Com todo o planejamento meticuloso do processo já criado, característica de sua abordagem ao design, Max Lamb decidiu então seguir adiante junto de sua galeria de Nova York - a Salon 94 - e desenvolver a série para uma exposição online, o grande movimento ao qual todos fomos forçados a se adaptar.
Em seu cálculo preciso o designer chegou a seguinte conclusão - sem espaço suficiente em seu estúdio para tantas peças, ele alugou por 3 dias um pequeno caminhão que serviria como estoque, fábrica e transporte para as 60 cadeiras produzidas a partir de 5 placas de poliestireno. Um enorme desafio, pois pela primeira vez ele foi forçado a pensar na agilidade do processo e a frustração da repetição contínua. Cada uma das chapas deveria ser cortada de maneira precisa, sem desperdício, para garantir 12 unidades cada e um total de 540 partes individuais ao final de tudo.

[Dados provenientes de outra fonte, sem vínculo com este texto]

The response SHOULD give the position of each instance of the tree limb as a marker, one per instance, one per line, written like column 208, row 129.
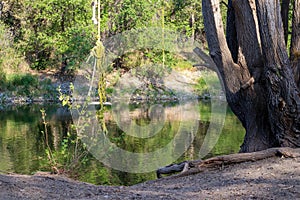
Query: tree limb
column 193, row 167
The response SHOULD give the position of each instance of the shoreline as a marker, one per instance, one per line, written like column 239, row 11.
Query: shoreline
column 271, row 178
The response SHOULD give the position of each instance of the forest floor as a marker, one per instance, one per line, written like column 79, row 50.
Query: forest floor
column 272, row 178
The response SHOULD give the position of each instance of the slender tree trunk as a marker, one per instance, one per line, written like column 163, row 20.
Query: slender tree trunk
column 254, row 67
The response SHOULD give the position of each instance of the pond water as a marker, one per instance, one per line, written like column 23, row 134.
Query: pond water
column 26, row 146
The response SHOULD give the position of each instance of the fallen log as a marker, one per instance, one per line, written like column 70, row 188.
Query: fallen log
column 192, row 167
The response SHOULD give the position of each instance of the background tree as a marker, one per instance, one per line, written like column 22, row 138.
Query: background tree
column 257, row 73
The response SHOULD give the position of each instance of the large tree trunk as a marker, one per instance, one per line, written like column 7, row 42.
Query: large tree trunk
column 253, row 64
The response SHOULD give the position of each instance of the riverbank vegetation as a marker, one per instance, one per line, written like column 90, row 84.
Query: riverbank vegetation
column 42, row 36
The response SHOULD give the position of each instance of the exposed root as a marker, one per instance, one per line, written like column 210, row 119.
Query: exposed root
column 193, row 167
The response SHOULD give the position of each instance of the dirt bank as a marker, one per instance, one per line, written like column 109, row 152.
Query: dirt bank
column 273, row 178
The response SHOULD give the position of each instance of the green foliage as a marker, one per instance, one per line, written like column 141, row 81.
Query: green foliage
column 22, row 84
column 59, row 33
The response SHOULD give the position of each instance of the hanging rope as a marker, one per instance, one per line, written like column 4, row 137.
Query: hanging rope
column 98, row 53
column 98, row 56
column 163, row 32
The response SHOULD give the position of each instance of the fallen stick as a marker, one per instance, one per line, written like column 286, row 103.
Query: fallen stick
column 197, row 166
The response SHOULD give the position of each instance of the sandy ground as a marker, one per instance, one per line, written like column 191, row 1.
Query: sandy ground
column 273, row 178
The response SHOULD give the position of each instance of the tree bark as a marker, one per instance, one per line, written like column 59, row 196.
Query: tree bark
column 295, row 42
column 285, row 5
column 254, row 66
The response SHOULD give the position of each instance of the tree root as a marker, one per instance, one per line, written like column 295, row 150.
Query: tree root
column 193, row 167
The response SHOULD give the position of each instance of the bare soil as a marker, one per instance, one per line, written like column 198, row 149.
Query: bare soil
column 273, row 178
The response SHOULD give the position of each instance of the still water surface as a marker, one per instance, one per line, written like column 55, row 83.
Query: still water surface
column 23, row 149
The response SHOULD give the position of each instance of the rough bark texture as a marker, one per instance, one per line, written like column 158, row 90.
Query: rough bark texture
column 295, row 42
column 254, row 66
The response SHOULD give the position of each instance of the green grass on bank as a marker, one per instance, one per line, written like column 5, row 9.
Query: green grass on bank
column 25, row 84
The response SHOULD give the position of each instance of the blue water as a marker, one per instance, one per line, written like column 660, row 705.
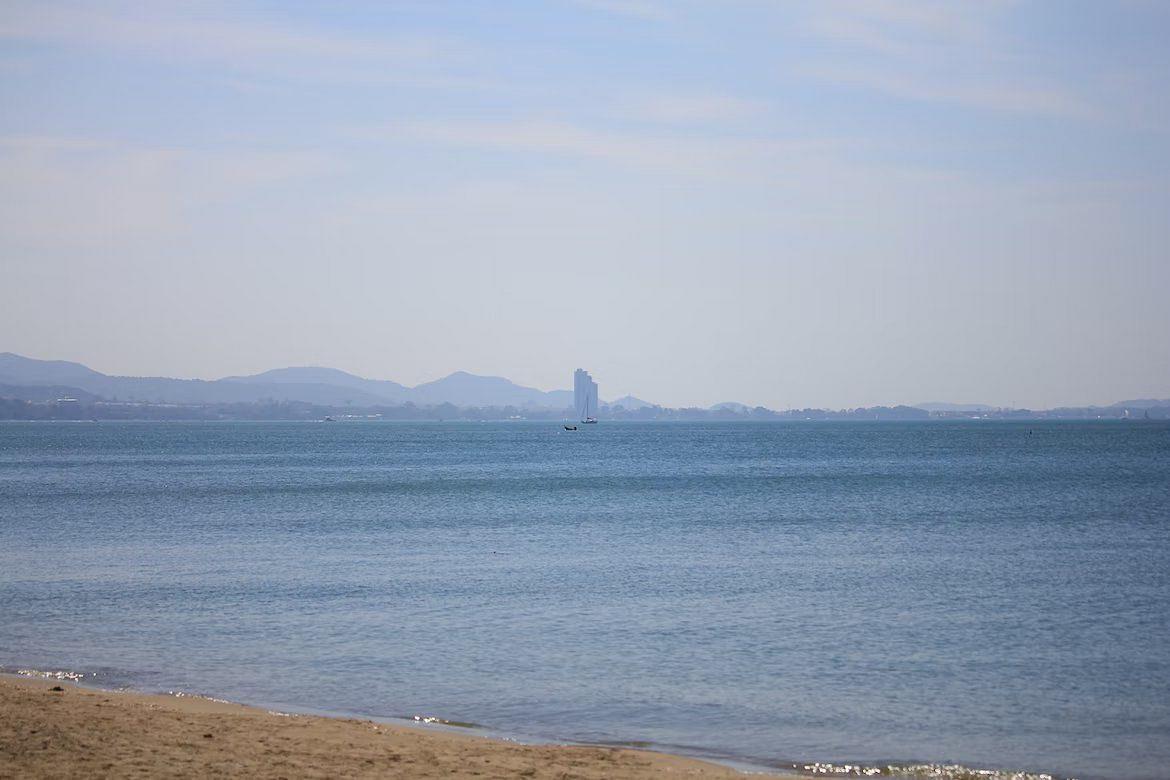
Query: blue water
column 993, row 594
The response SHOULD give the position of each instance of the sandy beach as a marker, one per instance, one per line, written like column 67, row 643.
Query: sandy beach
column 52, row 729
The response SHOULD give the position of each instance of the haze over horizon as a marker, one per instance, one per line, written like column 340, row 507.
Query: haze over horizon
column 809, row 204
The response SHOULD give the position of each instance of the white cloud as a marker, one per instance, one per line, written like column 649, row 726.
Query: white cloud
column 213, row 33
column 662, row 152
column 954, row 53
column 694, row 108
column 81, row 192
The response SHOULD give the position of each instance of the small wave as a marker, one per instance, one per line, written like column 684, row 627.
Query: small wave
column 71, row 676
column 442, row 722
column 922, row 772
column 198, row 696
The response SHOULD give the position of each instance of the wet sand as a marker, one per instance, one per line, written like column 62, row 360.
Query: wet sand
column 78, row 732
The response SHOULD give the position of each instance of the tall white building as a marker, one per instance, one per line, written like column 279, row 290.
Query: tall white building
column 584, row 395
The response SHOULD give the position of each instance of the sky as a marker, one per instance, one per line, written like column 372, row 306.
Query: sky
column 793, row 204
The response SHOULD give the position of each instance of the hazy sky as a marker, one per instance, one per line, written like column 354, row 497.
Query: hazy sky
column 779, row 202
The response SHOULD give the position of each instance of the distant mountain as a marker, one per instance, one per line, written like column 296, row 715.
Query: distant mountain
column 312, row 385
column 18, row 370
column 630, row 402
column 462, row 388
column 390, row 392
column 45, row 393
column 936, row 406
column 1142, row 404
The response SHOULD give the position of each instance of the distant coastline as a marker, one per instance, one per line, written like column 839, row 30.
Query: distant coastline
column 57, row 390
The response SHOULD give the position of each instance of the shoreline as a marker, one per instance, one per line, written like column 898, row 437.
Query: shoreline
column 60, row 727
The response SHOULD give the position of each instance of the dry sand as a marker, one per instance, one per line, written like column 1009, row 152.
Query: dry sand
column 77, row 732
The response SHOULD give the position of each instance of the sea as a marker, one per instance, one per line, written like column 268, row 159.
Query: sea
column 931, row 599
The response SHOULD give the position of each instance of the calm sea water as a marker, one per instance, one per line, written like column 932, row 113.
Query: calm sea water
column 986, row 593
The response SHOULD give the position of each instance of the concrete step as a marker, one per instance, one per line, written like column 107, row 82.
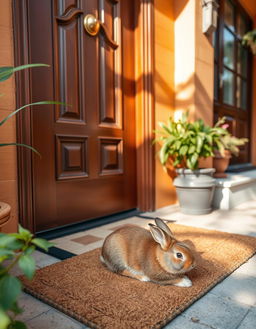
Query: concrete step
column 237, row 188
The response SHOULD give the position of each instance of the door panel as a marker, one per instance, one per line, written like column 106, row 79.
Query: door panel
column 88, row 163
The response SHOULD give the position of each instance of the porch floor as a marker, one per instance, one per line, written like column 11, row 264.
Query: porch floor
column 229, row 305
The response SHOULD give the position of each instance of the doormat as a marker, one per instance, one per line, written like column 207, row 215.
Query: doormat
column 84, row 289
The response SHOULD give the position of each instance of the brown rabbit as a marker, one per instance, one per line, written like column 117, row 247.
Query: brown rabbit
column 153, row 255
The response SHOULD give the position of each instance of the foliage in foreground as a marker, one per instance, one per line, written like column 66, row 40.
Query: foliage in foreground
column 16, row 249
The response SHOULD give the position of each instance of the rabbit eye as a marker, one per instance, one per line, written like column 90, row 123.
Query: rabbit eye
column 179, row 255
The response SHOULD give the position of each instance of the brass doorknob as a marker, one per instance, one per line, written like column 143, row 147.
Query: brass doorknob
column 93, row 26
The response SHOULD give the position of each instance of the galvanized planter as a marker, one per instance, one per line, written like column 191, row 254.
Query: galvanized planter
column 195, row 189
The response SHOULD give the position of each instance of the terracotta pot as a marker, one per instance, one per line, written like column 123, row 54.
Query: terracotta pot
column 220, row 163
column 5, row 211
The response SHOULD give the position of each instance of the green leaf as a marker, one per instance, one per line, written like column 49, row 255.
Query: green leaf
column 5, row 254
column 10, row 242
column 194, row 160
column 30, row 250
column 184, row 149
column 18, row 325
column 7, row 71
column 42, row 243
column 4, row 319
column 10, row 288
column 27, row 265
column 16, row 309
column 24, row 231
column 192, row 149
column 199, row 143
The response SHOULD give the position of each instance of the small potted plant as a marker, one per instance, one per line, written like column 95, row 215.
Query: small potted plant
column 226, row 146
column 249, row 39
column 184, row 143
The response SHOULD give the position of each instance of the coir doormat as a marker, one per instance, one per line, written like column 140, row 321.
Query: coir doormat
column 84, row 289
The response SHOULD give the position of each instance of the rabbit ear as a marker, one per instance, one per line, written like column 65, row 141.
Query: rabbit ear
column 163, row 226
column 160, row 236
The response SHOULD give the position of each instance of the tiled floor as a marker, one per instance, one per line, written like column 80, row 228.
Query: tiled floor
column 229, row 305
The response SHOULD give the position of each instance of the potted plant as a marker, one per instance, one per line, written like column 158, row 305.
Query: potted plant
column 226, row 146
column 184, row 143
column 249, row 39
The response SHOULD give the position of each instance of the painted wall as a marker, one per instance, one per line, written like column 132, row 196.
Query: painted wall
column 250, row 7
column 8, row 163
column 183, row 74
column 164, row 90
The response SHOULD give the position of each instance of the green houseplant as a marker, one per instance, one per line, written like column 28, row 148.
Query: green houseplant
column 15, row 249
column 249, row 39
column 183, row 144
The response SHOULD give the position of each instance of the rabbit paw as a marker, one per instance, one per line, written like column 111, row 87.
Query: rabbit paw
column 184, row 282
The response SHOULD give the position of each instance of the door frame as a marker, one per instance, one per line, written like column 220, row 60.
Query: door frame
column 144, row 100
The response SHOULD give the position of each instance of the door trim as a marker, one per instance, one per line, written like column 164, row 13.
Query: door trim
column 144, row 100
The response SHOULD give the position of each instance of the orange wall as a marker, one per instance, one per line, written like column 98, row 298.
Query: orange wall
column 250, row 7
column 164, row 90
column 8, row 163
column 183, row 74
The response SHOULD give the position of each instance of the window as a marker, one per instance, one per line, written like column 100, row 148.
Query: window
column 232, row 72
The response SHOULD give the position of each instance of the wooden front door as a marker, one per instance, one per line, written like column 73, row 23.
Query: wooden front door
column 88, row 163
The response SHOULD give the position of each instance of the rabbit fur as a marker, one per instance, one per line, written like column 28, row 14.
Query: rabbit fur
column 148, row 255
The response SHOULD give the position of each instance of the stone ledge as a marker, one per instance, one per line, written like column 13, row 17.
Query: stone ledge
column 235, row 189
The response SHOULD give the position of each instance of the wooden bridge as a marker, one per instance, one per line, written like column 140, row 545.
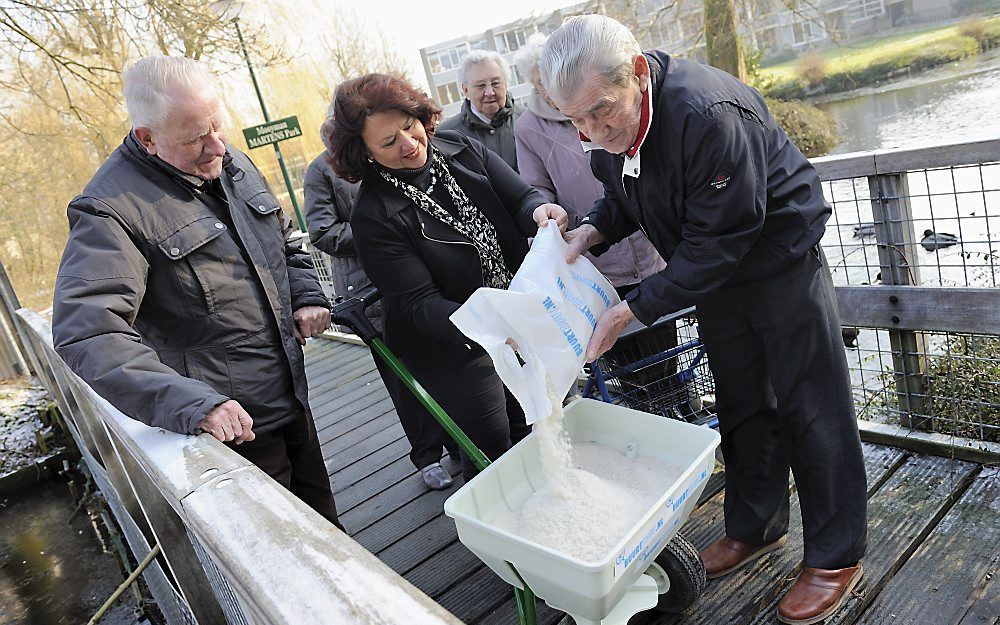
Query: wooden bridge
column 227, row 545
column 934, row 530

Como me contou Trang Tran, diretor associado da Salon 94 “A história de como Max surgiu com essa sua primeira grande edição de móveis representa a própria narrativa do como ele veio com a idéia em primeiro lugar, 60 cadeiras eram a solução para um obstáculo. Durante a produção nos 3 dias, o ato de contar repetidamente até se alcançar o número desejado era tamanho que se tornou parte do próprio projeto e seu título - 60 Cadeiras”.
Assim, apesar do propósito inicial não existir mais, a galeria se viu na obrigação de apresentar essa solução, lançando a coleção online no fim de agosto e se surpreendendo com a venda total em menos de uma semana. Cada uma das peças produzidas, embaladas e transportadas pelo próprio designer foi finalizada com uma cobertura de poliuretano sem pigmento, dando seu aspecto cru e emborrachado.
O saldo dessa intensa maratona criativa, no entanto, é um designer incapaz de rever sua posição numa cadeia viciosa. Ao contrário dos grandes designers do passado, Max Lamb deixa uma enorme oportunidade passar para tornar seu design independente dessa ferramenta de especulação e controlar sua própria produção num momento que existe o interesse por essa linguagem. O design autoral seriado é a alternativa a ser explorada para devolver à indústria de mobiliário o propósito e conexão com o público, principalmente num momento em que as ferramentas de promoção estão em nossas mãos como nunca antes na história moderna. Falta aqui apenas essa lição para que ele realmente alcance o lugar que merece entre um dos mais geniais de sua geração.